O Impasse entre Mercosul e União Europeia
O impasse existente entre o Mercosul e a União Europeia não é de natureza técnica, tampouco se deve à falta de textos que embasem as negociações. A questão é essencialmente política. Segundo Gustavo Junqueira, especialista em agronegócio e colunista da revista Veja, o acordo envolve blocos comerciais significativos: a Europa, considerada “o mercado mais rico e sofisticado do mundo”, e o Mercosul, uma potência em alimentos, energia e recursos naturais. Assim, Junqueira enfatiza que o Brasil “não tem como ficar fora” desse cenário. No entanto, a dificuldade reside em como o Brasil pode ingressar efetivamente nesse acordo.
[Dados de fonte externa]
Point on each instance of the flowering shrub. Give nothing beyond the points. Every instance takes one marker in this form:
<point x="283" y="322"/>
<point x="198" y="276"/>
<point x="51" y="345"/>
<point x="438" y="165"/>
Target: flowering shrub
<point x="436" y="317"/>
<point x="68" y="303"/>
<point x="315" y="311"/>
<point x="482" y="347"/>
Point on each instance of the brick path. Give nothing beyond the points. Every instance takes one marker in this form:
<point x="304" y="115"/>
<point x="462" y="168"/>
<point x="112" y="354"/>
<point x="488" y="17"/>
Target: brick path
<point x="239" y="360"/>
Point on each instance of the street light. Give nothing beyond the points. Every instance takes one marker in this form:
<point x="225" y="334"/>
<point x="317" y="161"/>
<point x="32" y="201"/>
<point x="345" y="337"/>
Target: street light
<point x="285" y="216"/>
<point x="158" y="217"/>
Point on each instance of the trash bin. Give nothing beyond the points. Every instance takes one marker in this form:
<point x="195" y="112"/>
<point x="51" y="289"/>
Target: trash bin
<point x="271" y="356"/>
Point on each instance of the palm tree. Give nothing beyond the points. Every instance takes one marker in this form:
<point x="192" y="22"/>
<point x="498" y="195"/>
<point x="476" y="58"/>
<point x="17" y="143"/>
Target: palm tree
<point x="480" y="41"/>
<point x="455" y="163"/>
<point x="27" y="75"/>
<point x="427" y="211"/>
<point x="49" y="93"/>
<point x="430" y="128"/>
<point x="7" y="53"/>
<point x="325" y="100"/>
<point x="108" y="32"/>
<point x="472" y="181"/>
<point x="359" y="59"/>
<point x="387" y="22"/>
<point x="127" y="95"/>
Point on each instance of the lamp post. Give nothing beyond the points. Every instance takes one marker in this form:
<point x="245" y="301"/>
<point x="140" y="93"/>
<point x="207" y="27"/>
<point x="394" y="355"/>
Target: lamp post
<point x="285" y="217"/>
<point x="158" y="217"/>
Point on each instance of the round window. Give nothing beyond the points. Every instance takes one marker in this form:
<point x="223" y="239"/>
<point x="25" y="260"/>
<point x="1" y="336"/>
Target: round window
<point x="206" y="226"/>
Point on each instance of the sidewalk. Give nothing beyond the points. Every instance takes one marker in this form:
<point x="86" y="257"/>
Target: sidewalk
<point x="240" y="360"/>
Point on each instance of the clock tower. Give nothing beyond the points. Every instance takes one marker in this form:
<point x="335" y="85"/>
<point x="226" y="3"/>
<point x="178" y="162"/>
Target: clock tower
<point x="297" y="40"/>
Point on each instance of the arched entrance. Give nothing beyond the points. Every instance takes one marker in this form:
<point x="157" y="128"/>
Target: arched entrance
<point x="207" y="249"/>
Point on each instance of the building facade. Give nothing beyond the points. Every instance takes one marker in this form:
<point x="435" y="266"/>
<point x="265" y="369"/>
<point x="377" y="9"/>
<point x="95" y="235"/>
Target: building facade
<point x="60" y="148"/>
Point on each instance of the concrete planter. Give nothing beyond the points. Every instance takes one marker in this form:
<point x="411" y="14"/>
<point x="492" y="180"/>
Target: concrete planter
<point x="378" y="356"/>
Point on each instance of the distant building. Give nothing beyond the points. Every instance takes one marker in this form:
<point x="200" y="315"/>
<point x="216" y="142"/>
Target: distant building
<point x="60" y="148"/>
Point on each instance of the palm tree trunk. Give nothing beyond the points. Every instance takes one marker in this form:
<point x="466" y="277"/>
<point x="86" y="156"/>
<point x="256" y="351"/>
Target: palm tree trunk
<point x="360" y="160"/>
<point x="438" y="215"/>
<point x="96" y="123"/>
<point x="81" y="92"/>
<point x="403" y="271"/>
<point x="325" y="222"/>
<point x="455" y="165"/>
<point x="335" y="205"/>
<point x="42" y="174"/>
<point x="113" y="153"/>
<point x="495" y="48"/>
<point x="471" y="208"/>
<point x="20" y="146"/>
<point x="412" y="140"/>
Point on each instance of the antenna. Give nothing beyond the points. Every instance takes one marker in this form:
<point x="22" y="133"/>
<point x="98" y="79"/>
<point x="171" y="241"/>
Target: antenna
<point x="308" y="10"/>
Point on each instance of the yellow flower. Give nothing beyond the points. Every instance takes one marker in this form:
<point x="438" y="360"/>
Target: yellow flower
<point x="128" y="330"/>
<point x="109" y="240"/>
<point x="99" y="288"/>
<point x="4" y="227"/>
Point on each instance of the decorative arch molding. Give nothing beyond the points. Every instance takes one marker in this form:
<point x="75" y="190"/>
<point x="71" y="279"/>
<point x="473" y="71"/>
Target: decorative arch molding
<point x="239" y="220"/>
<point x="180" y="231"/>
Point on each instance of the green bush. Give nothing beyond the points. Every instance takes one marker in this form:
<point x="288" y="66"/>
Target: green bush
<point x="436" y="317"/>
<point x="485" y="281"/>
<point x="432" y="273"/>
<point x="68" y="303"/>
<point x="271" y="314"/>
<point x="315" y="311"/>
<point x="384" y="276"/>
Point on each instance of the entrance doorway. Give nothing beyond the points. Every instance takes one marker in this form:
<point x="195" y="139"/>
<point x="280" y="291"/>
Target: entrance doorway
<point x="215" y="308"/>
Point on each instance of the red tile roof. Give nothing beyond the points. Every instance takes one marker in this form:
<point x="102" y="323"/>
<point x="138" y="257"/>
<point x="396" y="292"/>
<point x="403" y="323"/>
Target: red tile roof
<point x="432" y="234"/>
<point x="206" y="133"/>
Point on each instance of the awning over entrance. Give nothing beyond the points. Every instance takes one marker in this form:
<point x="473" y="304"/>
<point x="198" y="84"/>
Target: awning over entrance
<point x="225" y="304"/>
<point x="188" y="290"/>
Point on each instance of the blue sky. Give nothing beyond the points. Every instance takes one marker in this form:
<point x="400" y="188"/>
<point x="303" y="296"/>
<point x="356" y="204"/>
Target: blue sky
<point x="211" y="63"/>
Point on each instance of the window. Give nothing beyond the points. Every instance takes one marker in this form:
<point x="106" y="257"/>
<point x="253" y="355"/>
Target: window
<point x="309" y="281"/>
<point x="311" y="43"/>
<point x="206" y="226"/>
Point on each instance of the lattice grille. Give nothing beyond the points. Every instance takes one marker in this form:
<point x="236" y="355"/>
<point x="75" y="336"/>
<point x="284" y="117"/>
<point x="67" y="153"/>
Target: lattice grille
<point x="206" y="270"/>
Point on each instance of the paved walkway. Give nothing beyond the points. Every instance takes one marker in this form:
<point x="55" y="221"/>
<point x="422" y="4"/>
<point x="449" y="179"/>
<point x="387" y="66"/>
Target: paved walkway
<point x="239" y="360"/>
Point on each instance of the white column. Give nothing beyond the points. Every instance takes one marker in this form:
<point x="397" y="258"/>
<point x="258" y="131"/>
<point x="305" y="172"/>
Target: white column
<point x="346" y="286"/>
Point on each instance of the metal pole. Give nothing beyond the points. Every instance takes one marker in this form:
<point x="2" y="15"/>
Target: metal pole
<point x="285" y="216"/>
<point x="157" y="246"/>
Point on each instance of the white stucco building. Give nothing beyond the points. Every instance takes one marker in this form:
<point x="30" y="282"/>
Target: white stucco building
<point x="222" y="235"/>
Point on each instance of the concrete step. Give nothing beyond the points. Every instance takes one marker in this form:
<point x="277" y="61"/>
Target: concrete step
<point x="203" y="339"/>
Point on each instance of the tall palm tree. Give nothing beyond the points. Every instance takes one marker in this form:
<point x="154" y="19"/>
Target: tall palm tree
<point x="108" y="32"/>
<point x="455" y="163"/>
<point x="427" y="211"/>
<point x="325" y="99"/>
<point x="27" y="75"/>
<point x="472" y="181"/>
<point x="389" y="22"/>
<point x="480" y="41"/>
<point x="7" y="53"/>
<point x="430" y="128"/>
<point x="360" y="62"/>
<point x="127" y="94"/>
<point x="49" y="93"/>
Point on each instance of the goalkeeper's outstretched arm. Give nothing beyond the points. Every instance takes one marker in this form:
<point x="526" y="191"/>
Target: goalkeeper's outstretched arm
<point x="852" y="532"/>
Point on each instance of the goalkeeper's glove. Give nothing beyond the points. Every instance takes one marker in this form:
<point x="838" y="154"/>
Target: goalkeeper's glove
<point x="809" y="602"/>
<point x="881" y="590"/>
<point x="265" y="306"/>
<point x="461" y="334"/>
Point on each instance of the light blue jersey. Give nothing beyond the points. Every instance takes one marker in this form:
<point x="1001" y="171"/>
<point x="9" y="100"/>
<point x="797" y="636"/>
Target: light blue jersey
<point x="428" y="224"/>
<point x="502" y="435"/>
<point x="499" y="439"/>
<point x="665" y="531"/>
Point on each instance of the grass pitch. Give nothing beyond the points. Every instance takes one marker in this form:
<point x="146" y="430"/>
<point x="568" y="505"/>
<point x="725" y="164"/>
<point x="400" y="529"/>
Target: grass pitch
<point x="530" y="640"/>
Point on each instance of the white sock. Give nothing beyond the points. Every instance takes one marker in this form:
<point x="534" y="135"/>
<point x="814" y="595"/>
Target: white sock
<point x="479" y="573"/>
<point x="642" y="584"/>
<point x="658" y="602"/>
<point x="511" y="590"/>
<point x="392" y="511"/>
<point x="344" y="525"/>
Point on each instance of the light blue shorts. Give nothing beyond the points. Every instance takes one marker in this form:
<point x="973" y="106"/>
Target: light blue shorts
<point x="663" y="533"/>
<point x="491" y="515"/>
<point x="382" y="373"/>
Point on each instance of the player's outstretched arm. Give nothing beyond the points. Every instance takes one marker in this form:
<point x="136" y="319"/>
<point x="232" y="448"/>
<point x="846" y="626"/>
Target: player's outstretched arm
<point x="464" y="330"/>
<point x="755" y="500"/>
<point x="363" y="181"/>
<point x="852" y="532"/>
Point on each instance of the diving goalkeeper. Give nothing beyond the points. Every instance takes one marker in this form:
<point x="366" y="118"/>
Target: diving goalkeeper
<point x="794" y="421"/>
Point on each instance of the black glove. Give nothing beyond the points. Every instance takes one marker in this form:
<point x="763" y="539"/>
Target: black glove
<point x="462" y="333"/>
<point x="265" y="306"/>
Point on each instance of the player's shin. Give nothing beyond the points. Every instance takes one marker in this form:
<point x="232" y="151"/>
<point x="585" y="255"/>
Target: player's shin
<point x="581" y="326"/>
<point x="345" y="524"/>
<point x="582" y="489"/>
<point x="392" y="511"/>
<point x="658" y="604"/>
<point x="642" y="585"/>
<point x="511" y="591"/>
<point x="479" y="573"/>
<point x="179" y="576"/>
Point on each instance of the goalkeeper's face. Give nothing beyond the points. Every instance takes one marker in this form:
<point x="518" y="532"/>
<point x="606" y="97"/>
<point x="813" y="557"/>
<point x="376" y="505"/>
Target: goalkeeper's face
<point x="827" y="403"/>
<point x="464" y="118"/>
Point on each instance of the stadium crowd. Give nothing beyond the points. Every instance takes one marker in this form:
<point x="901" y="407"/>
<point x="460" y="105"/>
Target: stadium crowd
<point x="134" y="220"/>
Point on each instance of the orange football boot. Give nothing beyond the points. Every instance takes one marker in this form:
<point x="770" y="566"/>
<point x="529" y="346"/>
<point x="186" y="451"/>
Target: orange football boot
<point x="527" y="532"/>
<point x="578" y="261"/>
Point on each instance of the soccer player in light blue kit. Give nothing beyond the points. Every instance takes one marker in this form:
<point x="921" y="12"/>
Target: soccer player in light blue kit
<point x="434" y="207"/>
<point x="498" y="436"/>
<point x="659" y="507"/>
A Sensibilidade das Regras Europeias
Um dos pontos mais sensíveis desse impasse reside, principalmente, nas regras estabelecidas pela União Europeia. Junqueira aponta para o que ele denomina de “armadilha regulatória”: a UE não apenas exporta produtos, mas também normas, padrões, processos e exigências que podem trazer complicações significativas para a negociação. O grande risco, nesse contexto, é que o Brasil se torne um “tomador de regras”, aceitando compromissos que talvez não consiga cumprir nos prazos estipulados ou que fiquem além da capacidade de governança do país. Esse alerta é importante, pois negociar com a União Europeia implica, além de aspectos comerciais, a aceitação de um pacote regulatório extenso.
Pragmatismo com Soberania
Em vista desses desafios, Junqueira defende a adoção de um “pragmatismo com soberania”. A proposta é que o Brasil busque negociar seu próprio modelo de trabalho, incluindo a maneira como gerencia as suas regras ambientais, em vez de simplesmente importar padrões europeus. Ele adverte que assinar acordos sem a real capacidade de execução seria um erro estratégico, que poderia ter consequências a longo prazo. Para atender às exigências europeias, são necessárias várias condições, como coordenação estatal, coleta e análise de dados, rastreabilidade de toda a produção e uma governança contínua. Junqueira se refere a essa adaptação como “evolução civilizatória”, ressaltando que, para implementá-la, o Brasil precisa estar verdadeiramente preparado.
Considerações Finais
A análise sugere que o Brasil deve prosseguir com as negociações, mas com a cautela de que não vale a pena assinar um acordo que o país não consiga efetivamente gerir. Embora o acordo tenha o potencial de abrir novas portas para o comércio, sua validade está condicionada à compatibilidade das regras com a capacidade brasileira de cumpri-las, fiscalizá-las e sustentá-las a longo prazo. Caso essa harmonia não seja alcançada, a expectativa de ganhos no acesso ao mercado pode se transformar em um custo significativo para a soberania do Brasil.